Back when I used Macs (and was in fact Apple Student Rep at Swarthmore),
WriteNow and Nisus were both competitive word processors. But they
didn't keep up (on feature and ease of use, respectively), and lost out
to Office. One of the key arguments against saying that Microsoft
applications dominate because they have "secret" access to the OS is
that Microsoft has had a dominant share of the Mac market for over a
decade, where Apple was clearly doing them no favors. If competitive
word processors no longer exist, that's just a sign that the Mac
applications market is so pathetic that no one is willing to write to it
unless they can get majority share.

>> In other words, Microsoft gets no
>> revenue except for innovation that goes so far beyond what they
already
>> have that it's worth the trouble to switch.

>Except of course for the effective tariff they get for every machine
>sold, but why bother counting that? It's only a few billion, and the

>OEMs aren't allowed to talk about it, so why should he?

>Maybe I'm being ungenerous, but I've always assumed Microsoft gets like

>a third of its revenue from bundling deals. Is that fair?

>> I should have asked why they didn't choose LINUX or OS/2 or Macintosh

>Um, couldn't have anything to do with an agreement that PC
manufacturers
>had to pay Microsoft even if they shipped another OS on their system,
>until the DOJ told you to stop, could it? Nahh.

Ernie, this argument is specious. If Microsoft's licensing agreement
(which they were since forced to drop) was the cause of Windows
domination and Microsoft's "unearned" OEM revenue, then both would have
fallen apart from the surge in demand for PCs OEMed with Linux, Solaris
x86, and yes, OS/2.

In reality, Microsoft's licensing deal (pay us whether you ship Windows
or not), was a silly and unnecessary deal that is totally unrelated to
their OS domination.

Why is it so hard to understand that because of network externalizes,
markets naturally want a standard? This product remains the standard,
until it fails to innovate sufficiently and something else replaces else
(e.g., Apple [], Lotus 123, Wordstar, WordPerfect, Novell Netware).

Microsoft dominates because they've innovated better than their
competitors. As long as their competitors have only marginal advantages
(e.g., Linux has a smaller memory footprint than NT but is much harder
to use), Microsoft will continue to dominate. But, as soon as someone
comes out with an order of magnitude improvement, and Microsoft doesn't
immediately keep up, Microsoft will be supplanted (and there are
hundreds of garages out there with potential Microsoft-killers). Why do
you think Bill is spending $1+ billion on R&D?

(BTW, I believe that if Bill had embraced the Internet today rather than
Pearl Harbor Day, 1995, Microsoft would be a goner by the millennium,
supplanted by the NOISE (Netscape, Oracle, IBM, Sun & Everyone else)
cabal.
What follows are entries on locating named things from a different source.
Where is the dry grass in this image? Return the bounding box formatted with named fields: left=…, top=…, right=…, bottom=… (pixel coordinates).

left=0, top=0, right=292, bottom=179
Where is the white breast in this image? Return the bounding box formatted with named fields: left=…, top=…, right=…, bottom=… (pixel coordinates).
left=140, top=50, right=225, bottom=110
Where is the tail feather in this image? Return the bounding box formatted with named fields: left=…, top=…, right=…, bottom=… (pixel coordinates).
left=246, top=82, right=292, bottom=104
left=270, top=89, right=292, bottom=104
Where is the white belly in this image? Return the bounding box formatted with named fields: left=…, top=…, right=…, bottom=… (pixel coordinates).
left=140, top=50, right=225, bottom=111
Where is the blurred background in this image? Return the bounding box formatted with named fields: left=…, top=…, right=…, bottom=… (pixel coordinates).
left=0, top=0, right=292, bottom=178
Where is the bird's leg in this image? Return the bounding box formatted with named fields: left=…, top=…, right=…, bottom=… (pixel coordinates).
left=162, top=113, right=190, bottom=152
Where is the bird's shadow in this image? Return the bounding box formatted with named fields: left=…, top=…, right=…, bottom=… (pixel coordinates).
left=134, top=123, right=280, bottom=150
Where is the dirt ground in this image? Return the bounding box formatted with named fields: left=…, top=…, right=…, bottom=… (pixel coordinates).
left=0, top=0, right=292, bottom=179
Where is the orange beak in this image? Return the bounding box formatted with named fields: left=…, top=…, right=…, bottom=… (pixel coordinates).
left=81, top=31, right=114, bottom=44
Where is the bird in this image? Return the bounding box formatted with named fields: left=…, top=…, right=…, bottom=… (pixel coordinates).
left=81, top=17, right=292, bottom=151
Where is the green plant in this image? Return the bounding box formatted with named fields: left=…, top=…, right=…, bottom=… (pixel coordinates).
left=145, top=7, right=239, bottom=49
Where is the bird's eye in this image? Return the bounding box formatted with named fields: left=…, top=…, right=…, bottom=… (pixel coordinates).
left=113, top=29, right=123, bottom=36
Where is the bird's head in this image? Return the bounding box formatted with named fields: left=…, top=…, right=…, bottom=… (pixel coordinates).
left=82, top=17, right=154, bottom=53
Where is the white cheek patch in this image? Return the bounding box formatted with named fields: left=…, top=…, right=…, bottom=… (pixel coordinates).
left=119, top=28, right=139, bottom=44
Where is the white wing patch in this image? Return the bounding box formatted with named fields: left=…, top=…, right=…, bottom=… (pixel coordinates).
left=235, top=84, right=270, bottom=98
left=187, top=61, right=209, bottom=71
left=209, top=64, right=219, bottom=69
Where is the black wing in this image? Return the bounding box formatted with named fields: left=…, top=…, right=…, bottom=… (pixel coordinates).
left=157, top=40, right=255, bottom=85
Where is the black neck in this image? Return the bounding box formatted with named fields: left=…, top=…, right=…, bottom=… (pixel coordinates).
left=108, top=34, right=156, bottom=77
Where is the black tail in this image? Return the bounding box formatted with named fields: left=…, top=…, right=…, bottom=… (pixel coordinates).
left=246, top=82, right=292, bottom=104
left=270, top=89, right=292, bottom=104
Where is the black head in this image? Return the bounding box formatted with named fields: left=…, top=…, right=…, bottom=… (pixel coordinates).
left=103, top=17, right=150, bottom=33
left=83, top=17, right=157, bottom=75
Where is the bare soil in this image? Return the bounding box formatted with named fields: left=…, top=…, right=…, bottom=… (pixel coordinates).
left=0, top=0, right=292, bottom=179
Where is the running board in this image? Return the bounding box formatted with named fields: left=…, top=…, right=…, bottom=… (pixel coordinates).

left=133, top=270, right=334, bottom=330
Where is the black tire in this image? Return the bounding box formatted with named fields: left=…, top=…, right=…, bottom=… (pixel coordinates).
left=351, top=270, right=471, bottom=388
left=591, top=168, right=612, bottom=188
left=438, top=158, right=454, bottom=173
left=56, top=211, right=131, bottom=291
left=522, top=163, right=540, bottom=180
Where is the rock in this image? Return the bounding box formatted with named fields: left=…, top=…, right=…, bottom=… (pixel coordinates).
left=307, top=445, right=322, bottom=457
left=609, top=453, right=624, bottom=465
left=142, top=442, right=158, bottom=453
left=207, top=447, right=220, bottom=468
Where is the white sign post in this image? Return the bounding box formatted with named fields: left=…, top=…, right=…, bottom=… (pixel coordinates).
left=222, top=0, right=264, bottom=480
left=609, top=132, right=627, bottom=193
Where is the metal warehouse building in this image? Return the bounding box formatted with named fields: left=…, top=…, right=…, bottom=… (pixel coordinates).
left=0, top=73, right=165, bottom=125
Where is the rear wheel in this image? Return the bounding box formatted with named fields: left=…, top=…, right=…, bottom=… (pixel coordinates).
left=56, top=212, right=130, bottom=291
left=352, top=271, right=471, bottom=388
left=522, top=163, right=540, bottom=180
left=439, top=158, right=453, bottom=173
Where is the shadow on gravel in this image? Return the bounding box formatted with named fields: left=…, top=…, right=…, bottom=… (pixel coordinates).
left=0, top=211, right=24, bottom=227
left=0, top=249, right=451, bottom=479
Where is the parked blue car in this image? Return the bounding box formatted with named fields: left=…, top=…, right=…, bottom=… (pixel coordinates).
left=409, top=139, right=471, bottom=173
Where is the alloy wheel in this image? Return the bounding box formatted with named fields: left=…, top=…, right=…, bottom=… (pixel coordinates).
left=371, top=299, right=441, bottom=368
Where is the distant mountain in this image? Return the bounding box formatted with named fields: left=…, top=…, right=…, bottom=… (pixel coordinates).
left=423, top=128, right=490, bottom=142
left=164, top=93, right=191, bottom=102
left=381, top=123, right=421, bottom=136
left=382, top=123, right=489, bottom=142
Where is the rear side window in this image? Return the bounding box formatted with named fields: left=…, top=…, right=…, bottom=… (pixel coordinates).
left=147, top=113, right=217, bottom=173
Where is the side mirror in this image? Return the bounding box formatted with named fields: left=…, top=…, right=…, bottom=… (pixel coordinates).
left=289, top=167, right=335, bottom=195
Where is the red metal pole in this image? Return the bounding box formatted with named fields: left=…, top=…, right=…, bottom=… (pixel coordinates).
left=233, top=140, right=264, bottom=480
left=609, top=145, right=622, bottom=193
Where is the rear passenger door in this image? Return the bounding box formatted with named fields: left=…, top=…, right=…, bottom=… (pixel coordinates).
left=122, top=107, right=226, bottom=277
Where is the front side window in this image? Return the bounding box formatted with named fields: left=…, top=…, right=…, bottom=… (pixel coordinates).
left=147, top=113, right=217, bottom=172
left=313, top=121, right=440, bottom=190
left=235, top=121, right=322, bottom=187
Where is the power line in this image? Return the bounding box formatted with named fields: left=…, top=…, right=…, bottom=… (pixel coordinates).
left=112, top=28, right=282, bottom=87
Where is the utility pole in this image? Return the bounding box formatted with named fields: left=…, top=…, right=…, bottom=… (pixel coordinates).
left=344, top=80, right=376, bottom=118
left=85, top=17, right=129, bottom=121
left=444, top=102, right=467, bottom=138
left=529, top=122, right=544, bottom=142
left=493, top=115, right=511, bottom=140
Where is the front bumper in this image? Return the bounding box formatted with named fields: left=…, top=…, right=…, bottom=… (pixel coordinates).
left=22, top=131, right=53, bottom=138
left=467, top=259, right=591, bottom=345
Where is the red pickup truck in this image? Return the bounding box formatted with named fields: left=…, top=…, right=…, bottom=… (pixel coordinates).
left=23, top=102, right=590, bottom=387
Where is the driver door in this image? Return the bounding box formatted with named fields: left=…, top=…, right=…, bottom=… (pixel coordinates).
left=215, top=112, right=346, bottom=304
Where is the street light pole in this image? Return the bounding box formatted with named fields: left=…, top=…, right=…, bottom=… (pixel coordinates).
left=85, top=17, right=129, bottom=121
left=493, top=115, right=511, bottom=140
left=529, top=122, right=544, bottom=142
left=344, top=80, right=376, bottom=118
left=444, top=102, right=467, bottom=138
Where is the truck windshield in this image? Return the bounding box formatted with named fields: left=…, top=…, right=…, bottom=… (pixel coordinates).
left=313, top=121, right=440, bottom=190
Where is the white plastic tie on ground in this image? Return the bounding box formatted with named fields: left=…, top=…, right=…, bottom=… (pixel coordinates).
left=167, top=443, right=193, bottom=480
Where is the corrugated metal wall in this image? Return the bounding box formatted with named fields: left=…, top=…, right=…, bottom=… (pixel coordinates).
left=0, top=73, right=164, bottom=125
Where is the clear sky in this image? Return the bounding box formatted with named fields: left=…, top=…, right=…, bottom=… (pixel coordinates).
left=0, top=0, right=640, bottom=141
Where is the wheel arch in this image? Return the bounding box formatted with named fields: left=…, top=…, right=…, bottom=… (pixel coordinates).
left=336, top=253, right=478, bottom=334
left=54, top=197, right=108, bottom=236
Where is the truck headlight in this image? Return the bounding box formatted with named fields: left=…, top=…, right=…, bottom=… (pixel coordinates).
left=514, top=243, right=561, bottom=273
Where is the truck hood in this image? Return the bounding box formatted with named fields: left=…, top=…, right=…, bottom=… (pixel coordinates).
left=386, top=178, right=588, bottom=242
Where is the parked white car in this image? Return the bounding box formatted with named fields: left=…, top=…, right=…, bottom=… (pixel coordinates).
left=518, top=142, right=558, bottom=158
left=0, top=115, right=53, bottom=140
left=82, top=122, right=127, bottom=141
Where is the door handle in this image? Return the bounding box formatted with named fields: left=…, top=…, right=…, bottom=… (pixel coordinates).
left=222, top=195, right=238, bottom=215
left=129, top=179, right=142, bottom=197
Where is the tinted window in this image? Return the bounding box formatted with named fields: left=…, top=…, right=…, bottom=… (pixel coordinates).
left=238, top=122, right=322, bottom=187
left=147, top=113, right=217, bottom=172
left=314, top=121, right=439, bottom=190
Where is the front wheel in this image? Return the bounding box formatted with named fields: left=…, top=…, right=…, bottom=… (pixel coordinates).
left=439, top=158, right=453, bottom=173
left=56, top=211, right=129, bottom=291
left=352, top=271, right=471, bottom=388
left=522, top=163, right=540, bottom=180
The Internet was simply that much of a threat to Microsoft, and
no big company has ever before turned on a dime the way Microsoft has to
counter that threat.)

Finally, let's look at their OEM deal. Why would they do a deal that
makes them look so bad when they don't even need to, since everyone
wants Windows anyway? The reason is that Microsoft still views itself
as a scrappy start-up rather then an industry-behemoth. They still try
to take every little advantage they can, without considering that it may
make look just awful.

My five-year prediction is that all this DOJ stuff will ultimately
fizzle out into a minor consent agreement like last time. But the
cumulative effect of all of the scrutiny is that Microsoft will start
acting much less like a startup (e.g., Netscape last year), and much
more like a dominant industry player (e.g., IBM ten years ago). They
will then be supplanted.

In the meantime, though, only idiots short Microsoft.